Drew-Honey has also appeared in a number of driving and car maintenance videos.

===Film===
He starred as Stuck-Up Steve in the 2011 film Horrid Henry: The Movie and had a role in the 2015 film Up All Night.

===Music===
In October 2011, Drew-Honey and his co-stars from Outnumbered, Daniel Roche and Ramona Marquez, covered "(Theme From) The Monkees" to raise funds for the BBC charity campaign Children in Need.

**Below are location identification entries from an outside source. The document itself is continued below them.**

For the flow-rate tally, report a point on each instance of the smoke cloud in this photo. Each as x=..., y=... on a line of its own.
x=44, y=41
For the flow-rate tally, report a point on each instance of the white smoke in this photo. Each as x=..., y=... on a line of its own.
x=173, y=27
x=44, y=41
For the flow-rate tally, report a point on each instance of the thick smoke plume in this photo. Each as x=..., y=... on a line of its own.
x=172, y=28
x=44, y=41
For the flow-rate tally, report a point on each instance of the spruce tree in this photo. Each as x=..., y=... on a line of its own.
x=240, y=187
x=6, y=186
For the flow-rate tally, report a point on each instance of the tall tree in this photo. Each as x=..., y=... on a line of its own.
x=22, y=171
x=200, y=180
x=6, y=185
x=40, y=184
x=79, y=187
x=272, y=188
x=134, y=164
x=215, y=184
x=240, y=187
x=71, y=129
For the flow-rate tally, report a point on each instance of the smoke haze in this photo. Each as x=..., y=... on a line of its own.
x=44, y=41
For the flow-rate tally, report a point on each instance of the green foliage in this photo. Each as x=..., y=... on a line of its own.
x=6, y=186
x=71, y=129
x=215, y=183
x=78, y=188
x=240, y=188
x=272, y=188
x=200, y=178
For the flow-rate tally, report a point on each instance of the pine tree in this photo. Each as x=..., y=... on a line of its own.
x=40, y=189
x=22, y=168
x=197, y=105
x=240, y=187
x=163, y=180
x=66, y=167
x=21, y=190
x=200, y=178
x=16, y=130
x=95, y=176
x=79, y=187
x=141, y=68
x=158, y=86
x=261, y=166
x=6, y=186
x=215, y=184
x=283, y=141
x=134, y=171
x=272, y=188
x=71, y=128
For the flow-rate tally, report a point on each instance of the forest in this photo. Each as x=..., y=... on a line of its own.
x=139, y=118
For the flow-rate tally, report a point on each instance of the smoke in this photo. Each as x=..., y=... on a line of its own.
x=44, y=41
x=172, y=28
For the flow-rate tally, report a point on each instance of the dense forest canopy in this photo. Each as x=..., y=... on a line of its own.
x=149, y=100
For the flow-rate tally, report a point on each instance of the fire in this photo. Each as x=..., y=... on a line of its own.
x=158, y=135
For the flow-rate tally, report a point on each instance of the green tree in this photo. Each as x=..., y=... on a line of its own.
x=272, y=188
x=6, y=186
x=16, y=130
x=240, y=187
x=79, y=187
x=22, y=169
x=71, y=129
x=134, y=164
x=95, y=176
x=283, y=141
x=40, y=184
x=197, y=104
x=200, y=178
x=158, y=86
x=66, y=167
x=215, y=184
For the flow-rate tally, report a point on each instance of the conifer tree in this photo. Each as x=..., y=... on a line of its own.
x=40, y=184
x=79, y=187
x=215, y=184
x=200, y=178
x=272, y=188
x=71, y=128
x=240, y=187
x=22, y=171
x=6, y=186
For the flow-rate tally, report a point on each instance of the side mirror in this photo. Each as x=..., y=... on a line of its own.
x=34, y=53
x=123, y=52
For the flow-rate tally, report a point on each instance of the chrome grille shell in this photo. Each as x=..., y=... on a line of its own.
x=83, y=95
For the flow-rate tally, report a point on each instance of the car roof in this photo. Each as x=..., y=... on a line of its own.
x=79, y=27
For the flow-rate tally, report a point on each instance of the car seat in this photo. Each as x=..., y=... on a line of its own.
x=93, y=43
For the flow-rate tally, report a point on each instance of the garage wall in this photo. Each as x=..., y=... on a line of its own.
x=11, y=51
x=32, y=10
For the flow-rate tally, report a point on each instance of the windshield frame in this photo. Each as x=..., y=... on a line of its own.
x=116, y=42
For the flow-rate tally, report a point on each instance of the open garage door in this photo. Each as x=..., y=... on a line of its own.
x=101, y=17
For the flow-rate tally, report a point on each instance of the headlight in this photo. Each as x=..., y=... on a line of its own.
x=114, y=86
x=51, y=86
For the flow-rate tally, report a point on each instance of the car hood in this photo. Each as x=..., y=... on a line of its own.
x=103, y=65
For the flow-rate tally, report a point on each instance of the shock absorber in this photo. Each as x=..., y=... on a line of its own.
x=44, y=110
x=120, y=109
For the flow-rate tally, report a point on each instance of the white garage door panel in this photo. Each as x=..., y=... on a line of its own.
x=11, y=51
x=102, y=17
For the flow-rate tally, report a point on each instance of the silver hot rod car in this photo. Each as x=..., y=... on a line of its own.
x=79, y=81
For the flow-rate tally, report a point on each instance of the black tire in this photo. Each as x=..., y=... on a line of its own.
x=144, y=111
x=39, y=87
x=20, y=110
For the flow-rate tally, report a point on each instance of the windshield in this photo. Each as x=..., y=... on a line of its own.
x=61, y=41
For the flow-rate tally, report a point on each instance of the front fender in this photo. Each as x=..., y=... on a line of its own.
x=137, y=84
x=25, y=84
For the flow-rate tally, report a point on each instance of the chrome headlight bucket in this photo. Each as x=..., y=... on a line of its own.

A music video featuring them performing the song on the set of Outnumbered appeared on the Children in Need programme and was released on YouTube in November 2011.

In September 2022, Drew-Honey joined The Celebs alongside Jo O'Meara and Anne Hegerty to mark the 40th anniversary of the Michael Jackson classic album Thriller and raise money for Great Ormond Street Hospital, with a new rendition of the title track.

==Filmography==
===Film===

| Year | Title | Role |
|---|---|---|
| 2011 | Horrid Henry: The Movie | Stuck-Up Steve |
| 2015 | Up All Night | Caleb |
| 2021 | Me, Myself and Di | Jon Craven |
| TBA | A Midsummer's Night Dream | Demetrius |

===Television===

| Year | Title | Role | Notes |
| 2007 | The Large Family | Lester Large | Series 2 |
| 2007–2010 | The Armstrong & Miller Show | Various characters | Series 1–3 |
| 2007–2014; 2016; 2024; 2025 | Outnumbered | Jake Brockman | Regular role; all episodes |
| 2009 | Doctors | Tom Barry | Episode: "Much Ado About Something" |
| 2011–2013 | Friday Download | Himself | Segment presenter |
| 2012 | The Magicians | Himself | 1 episode |
| Threesome | Chris Silverson | 1 episode |
| 2012—2019 | Cuckoo | Dylan Thompson (32 episodes) | Regular role; series 1–5 |
| 2012–2013 | The Ministry of Curious Stuff | Mr Lovett | Regular role; series 1–2 |
| 2014 | Midsomer Murders | Ferdy Linklater | 1 episode |
| Sweat the Small Stuff | Himself | Series 3, episode 7 |
| Virtually Famous | Series 1, episode 1 |
| 2014–2015 | Tyger Takes On... | Presenter (5 episodes) |
| 2015–2016 | Citizen Khan | Richard 'Scab' | Series 4, episode 6, Series 5, episode 4 |
| 2015 | 24 Hours in the Past | Himself | Participant |
| Death in Paradise | Ryan Davison | 1 episode |
| 2015–2017 | Scream Street | Luke Watson (voice) | Regular role; all episodes |
| 2016 | BBC Click | Himself | Special presenter, 1 episode |
| The Chase: Celebrity Special | Contestant, 1 episode |
| Celebs Go Dating | Participant |
| Celebrity Mastermind | Contestant, 1 episode |
| 2017 | Celebrity MasterChef | Participant |
| 2018 | Richard Osman's House of Games | Himself | Participant |
| 2019 | Sadie Sparks | Blaine (voice) |  |
| 2021 | Grantchester | Malcy Smith | 1 episode |
| 2025 | Titanic Sinks Tonight | Harold Bride | 4 episodes |
| Jack the Ripper: Written in Blood | Ernest Parke | 3 episodes |

=== Stage ===

| Year | Title | Role | Theatre | Notes |
|---|---|---|---|---|
| 2025 | Beauty and the Beast | Gaston | Fareham Live | Pantomime |

===Radio===

| Year | Title | Role | Notes |
|---|---|---|---|
| 2010 | All the Blood in My Veins | Paolo | BBC Radio 4 |
| 2012 | Mr Blue Sky | Robbie Easter | BBC Radio 4 |
| 2013 | The High Lodge of Revelatory Pleasures | Tristan |  |
| 2017 | Blue | Blue |  |
| 2021 | Harland | Dan |  |
| 2023 | The Ballad of Syd & Morgan | Syd Barrett | BBC Radio 4 |

==Awards==
Drew-Honey was nominated for Best Male Newcomer at the 2009 British Comedy Awards for his role in Outnumbered, but lost to Charlie Brooker.